Slower using 2 GPUS than just one

Hi guys, I’ve just tried to run my network with two gpus, and here is my code:

if use_gpu:
    model = nn.DataParallel(model)
    model = model.cuda()

criterion = nn.CrossEntropyLoss()
optimizer_ft = optim.SGD(model.parameters(), lr=0.001, momentum=0.9)
exp_lr_scheduler = lr_scheduler.StepLR(optimizer_ft, step_size=7, gamma=0.1)

def Tensor2Variable_CEL(input, label):
    input = Variable(input).cuda().float()
    label = Variable(label).cuda().long()
    return input, label

def train_model(model, criterion, optimizer, scheduler, num_epochs):
    for epoch in range(num_epochs):
        print('Epoch {}/{}'.format(epoch+1, num_epochs))
        print('-' * 10)
        since = time.time()

        for (input, label) in train_loader:
            # prepare datas
            input, label = Tensor2Variable_CEL(input, label)
            # run the model
            output = model(input)
            loss = criterion(output, label)

        test_model(model, criterion)

        time_diff = time.time() - since
        print('epoch complete in {:0.6f}'.format(time_diff))

But what shocked me was that it’s much slower than before I didn’t use nn.DataParallel(model), i.e. just use one gpu in one epoch.
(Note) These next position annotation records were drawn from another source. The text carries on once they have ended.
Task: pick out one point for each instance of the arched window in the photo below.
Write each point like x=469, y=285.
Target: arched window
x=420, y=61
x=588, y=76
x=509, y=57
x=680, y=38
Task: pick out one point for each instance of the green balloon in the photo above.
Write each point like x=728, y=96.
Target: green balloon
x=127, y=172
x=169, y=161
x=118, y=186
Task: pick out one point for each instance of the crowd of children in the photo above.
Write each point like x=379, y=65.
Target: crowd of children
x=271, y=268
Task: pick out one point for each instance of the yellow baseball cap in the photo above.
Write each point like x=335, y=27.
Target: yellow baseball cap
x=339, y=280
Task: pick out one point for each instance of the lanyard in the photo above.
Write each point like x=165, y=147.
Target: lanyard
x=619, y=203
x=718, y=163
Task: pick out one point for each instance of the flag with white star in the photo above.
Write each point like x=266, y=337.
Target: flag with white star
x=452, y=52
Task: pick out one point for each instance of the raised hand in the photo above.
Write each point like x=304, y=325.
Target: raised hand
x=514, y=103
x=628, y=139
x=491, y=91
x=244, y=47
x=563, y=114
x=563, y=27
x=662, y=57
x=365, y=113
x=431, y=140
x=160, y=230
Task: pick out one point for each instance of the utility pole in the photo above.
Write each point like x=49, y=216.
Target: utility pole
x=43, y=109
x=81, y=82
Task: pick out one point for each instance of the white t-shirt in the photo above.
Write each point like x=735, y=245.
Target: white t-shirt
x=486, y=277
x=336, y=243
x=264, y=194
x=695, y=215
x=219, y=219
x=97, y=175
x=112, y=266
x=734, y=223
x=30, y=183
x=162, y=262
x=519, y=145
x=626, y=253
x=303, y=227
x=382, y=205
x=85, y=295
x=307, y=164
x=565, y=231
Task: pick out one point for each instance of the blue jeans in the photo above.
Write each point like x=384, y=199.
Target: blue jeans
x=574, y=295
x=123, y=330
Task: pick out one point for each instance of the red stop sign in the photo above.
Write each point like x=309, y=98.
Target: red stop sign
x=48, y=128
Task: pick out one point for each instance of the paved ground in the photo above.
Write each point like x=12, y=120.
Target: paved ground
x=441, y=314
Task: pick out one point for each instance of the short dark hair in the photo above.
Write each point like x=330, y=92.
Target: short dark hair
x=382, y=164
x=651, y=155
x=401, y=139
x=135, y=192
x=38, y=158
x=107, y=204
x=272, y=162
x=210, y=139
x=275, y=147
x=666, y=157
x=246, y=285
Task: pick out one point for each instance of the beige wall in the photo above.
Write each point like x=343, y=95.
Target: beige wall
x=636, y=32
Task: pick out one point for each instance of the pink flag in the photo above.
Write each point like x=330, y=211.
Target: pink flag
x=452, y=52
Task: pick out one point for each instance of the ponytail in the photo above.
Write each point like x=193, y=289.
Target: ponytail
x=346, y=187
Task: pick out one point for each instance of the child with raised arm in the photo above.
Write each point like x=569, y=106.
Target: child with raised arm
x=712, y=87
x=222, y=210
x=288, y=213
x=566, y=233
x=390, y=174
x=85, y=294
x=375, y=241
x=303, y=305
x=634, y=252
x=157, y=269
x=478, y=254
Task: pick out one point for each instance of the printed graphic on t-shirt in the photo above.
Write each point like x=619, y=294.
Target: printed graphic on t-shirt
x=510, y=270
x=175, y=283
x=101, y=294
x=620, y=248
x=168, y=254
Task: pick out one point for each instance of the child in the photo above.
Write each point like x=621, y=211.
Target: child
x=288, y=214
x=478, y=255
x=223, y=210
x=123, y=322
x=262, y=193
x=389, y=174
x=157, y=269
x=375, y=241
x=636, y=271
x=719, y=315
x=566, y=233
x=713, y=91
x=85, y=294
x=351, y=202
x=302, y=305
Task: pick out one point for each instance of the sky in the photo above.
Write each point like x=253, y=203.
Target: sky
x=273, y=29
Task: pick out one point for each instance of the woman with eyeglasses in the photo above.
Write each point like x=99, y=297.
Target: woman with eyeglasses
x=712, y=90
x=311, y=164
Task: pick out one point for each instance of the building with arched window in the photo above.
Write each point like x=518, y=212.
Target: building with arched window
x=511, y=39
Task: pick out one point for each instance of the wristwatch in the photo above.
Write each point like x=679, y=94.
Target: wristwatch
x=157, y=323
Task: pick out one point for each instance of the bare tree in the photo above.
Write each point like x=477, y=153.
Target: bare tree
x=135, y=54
Without model = nn.DataParallel(model), every epoch takes about 15 seconds while with it takes about 30 seconds. Except the model = nn.DataParallel(model), I didn’t change anything on my network or training process. Is there anything I did wrong? Thanks in advance.

1 Like


The multi-gpu performance will depend a lot on how much work the gpu has to do. were you fully using one gpu already? How much data do you transfer to the gpus when forwarding?
Multi-gpu comes at the cost of model synchronization, if your model is small, this cost will be larger than the time to perform the forward pass itself.


I had a similar problem while trying to train my network on two GPUs, but I ended up using only one GPU per model and using the other GPU to test out changes in my model and/or parameters.
Since my model was relatively small, I guess i was suffering from the cost of model synchronization mentioned by @albanD.